I've been doing some more investigation, and digging up different kinds of 
problems, that are not entirely related to this change.

- Font calculation is using `float`s, which are converted to/from `double`s 
which FX uses. This causes slight inaccuracies at the places these translations 
occur.  For example, wrap width is converted from double to float, then later 
bounds are returned (also as floats) which are then promoted back to double.  A 
scroll pane which may be expecting `(double)wrapWidth` but sees a bounds value 
returned that is `(double)(float)wrapWidth` which may be slightly smaller or 
larger than what the pane expects.  If it is larger, it will suddenly display a 
horizonal scroll bar to compensate for some tiny difference of 0.00001 pixels.

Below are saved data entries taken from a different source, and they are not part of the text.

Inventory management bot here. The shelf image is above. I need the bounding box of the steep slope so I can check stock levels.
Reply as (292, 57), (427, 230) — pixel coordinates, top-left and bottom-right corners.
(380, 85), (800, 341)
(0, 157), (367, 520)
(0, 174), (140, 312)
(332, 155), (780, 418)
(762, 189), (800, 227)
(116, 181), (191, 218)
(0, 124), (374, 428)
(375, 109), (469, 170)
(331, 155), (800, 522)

- The `Group` wrapper around `Text` used by MonkeyTester is somehow amplifying 
these inaccuracies (or is adding its own), causing a horizontal scroll bar to 
be almost always displayed (flickering during resizes) -- `StackPane` seems to 
not cause such additional problems (as `Group` has a very specific purpose, I 
think using it here is incorrect).
- Text justification (`JUSTIFY`) is creating cumulative errors -- it divides 
the amount of extra space by the number of white spaces in the line (which then 
gets rounded to fit in a `float`), then for each white space, it adds this 
amount, each time increasing the error a bit more.  A better approach is to 
substract the distributed space from the total space each time, and for the 
last space use the left over amount.
- Text justification with certain fonts cuts off the last portion of the last 
character on a line sometimes (primarily with serif fonts, a small part of the 
serif is outside the expected bounds).  This seems to be more than the above 
accumulated error can account for.  Oddly enough, when switching to LEFT/RIGHT 
alignment, it is clear the text should fit easily (the lines are not wrapped 
differently), but as soon as JUSTIFY alignment is used, the spaces between the 
words get large enough that a small part of the last character is out of 
bounds.  Still investigating why this happens.